Anyway, I wasn’t too impressed with the talent in the show, which I guess is not surprising since the show came so far off Broadway. But overall I enjoyed this show and give it one and a half thumbs up.
On Friday night, I was a little torn on what to see. I knew I was going to go to the TKTS booth in Brooklyn (like I did with smashing success when I saw American Idiot in September) so I narrowed down my options to The Scottsboro Boys and The Pee Wee Herman Show. Very opposite shows. To say the least.
Similar to Bloody Bloody Andrew Jackson, I had been hearing and reading a lot about The Scottsboro Boys. I even made note of some tweets from Kristin Chenoweth about a month ago when she saw it. She raved afterward that this was the kind of show that made her proud to be on Broadway. The Pee Wee Herman show, on the other hand, was just a personal childhood obsession wanting to come out and play after a long, long haitus.
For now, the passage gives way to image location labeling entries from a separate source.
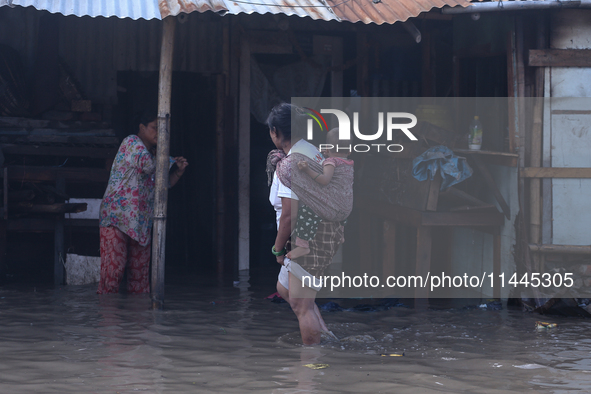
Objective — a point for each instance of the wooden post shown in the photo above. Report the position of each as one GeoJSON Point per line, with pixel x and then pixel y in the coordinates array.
{"type": "Point", "coordinates": [58, 239]}
{"type": "Point", "coordinates": [162, 165]}
{"type": "Point", "coordinates": [535, 213]}
{"type": "Point", "coordinates": [243, 161]}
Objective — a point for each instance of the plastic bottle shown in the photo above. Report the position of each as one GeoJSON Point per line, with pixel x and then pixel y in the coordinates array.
{"type": "Point", "coordinates": [475, 134]}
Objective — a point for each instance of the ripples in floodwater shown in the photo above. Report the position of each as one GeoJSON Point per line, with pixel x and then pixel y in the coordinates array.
{"type": "Point", "coordinates": [232, 340]}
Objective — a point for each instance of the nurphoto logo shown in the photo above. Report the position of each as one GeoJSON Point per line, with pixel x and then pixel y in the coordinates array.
{"type": "Point", "coordinates": [392, 125]}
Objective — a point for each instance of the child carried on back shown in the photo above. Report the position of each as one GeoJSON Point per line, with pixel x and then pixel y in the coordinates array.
{"type": "Point", "coordinates": [325, 193]}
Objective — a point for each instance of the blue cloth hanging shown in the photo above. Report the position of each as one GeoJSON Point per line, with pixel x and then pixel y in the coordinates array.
{"type": "Point", "coordinates": [454, 169]}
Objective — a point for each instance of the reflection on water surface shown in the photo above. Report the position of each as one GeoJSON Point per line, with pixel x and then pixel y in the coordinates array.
{"type": "Point", "coordinates": [232, 340]}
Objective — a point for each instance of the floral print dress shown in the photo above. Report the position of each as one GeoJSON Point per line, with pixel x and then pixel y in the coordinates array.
{"type": "Point", "coordinates": [128, 203]}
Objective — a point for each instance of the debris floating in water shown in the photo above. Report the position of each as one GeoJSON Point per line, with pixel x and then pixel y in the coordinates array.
{"type": "Point", "coordinates": [316, 366]}
{"type": "Point", "coordinates": [540, 325]}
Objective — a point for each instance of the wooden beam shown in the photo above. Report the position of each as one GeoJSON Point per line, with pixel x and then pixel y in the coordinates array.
{"type": "Point", "coordinates": [58, 208]}
{"type": "Point", "coordinates": [50, 174]}
{"type": "Point", "coordinates": [574, 249]}
{"type": "Point", "coordinates": [491, 157]}
{"type": "Point", "coordinates": [554, 172]}
{"type": "Point", "coordinates": [101, 153]}
{"type": "Point", "coordinates": [162, 163]}
{"type": "Point", "coordinates": [560, 57]}
{"type": "Point", "coordinates": [58, 236]}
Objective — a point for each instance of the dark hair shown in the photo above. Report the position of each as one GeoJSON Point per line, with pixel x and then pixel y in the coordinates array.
{"type": "Point", "coordinates": [147, 116]}
{"type": "Point", "coordinates": [283, 116]}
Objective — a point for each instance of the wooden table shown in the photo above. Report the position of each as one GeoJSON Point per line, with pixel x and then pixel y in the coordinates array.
{"type": "Point", "coordinates": [424, 222]}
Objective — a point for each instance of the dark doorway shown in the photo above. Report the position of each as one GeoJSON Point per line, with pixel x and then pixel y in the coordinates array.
{"type": "Point", "coordinates": [191, 204]}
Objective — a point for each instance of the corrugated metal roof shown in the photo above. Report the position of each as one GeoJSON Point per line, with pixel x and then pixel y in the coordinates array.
{"type": "Point", "coordinates": [386, 11]}
{"type": "Point", "coordinates": [366, 11]}
{"type": "Point", "coordinates": [315, 9]}
{"type": "Point", "coordinates": [146, 9]}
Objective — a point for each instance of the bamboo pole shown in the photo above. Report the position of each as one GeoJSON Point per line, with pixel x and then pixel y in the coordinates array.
{"type": "Point", "coordinates": [162, 154]}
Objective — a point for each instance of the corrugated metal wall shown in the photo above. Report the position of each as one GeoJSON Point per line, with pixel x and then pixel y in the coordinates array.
{"type": "Point", "coordinates": [94, 49]}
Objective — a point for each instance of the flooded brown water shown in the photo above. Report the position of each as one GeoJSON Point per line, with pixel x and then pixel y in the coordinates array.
{"type": "Point", "coordinates": [231, 340]}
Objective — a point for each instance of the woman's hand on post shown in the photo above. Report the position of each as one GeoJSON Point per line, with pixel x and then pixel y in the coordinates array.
{"type": "Point", "coordinates": [181, 163]}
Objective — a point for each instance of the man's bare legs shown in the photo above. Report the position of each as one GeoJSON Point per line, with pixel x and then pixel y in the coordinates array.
{"type": "Point", "coordinates": [302, 302]}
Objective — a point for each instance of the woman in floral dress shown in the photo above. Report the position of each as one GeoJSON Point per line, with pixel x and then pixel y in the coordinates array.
{"type": "Point", "coordinates": [127, 209]}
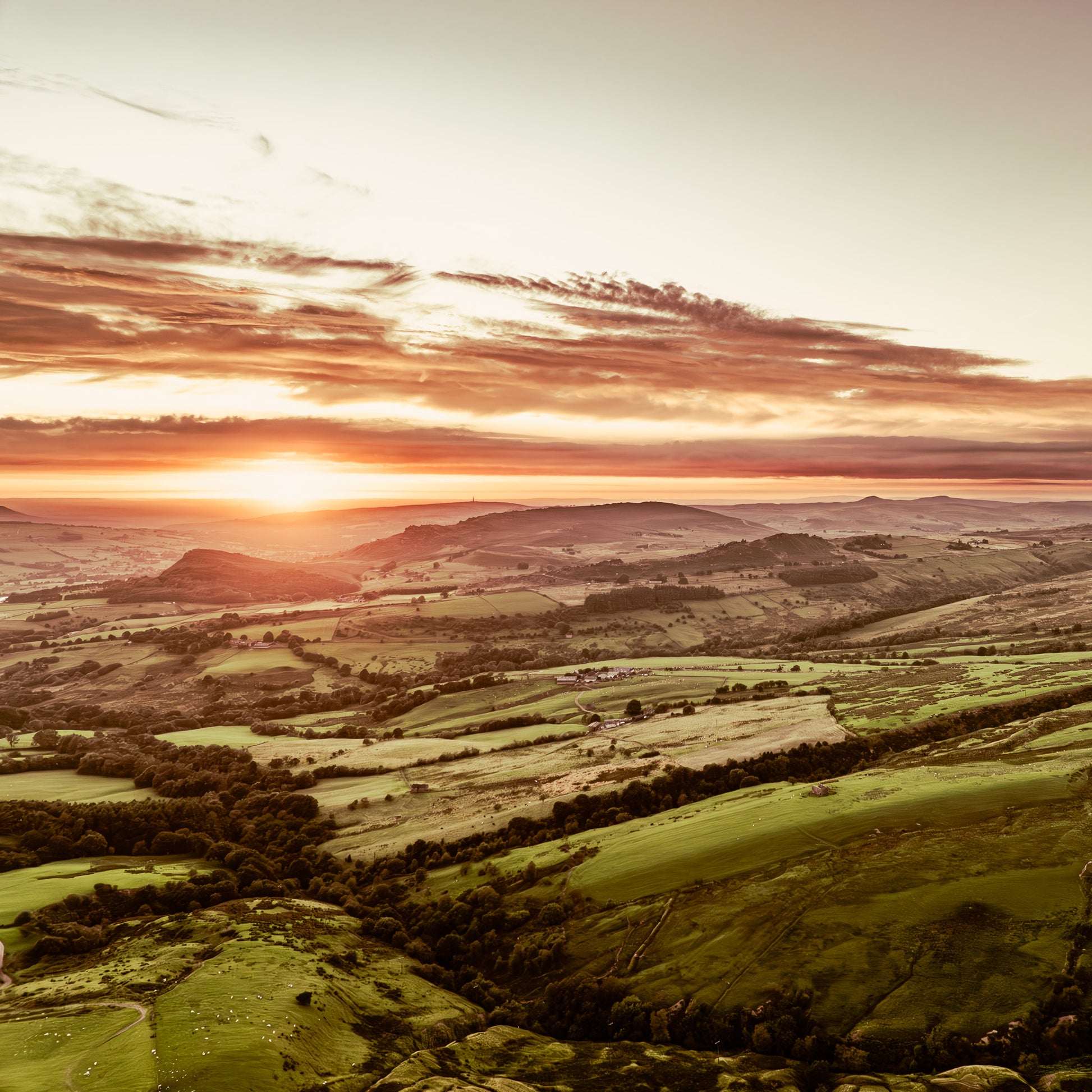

Ultimately and not until spending an hour reading dozens of reviews, I walked up to the Brooklyn TKTS booth and I chose The Scottsboro Boys. The reviews kind of reminded me of Urinetown, one of my all-time favorite shows, which never really took off. It was funny, witty and smart, but most people blamed its lack of success on its unappealing name. Anyway, I bought the ticket, went back to my hotel room to rest, watched a little local NYC news and eventually walked the 10 short blocks or so over to Times Square and to the theater to see my second show in as many days.
Let me just deviate from the review for a moment to say that when going to shows by yourself you always run the risk of either feeling like a freak or meeting other solo freaks. This time I am happy to report I met another solo freak! It actually was the guy behind me in line at the Brooklyn TKTS booth. Not that crazy really. He just happened to be getting a ticket to the same show at the same time, so he obviously got the next available ticket which was next to me. He instantly recognized me and we started chatting immediately. I love meeting random, new people. He was an older, trendy 50-something gay man that lived in Brooklyn. He said he tries to see a one show a week but he often he explores shows off Broadway, something I haven’t really done but have now been encouraged to do. Eventually the show started and we sat back and enjoyed together.
As expected from my good taste 🙂 this show did not disappoint. It had talent. It had humor. It had great music and lyrics. It pushed boundaries. It was emotional. The whole Scottsboro rape scandal is such a touchy subject to begin with, it’s a wonder that the writers, producers, directors and stars were able to put something together that is was many things good. I loved it. And I don’t know when Tony season officially begins but I have to imagine this show and maybe even Bloody Bloody Andrew Jackson will be in the mix for some awards.
Overall it was a smashingly successful Broadway adventure and I am counting down the days until I return to New York and try to squeeze at least one or two more shows into 2011, one of them most likely being Pee Wee. I love Broadway!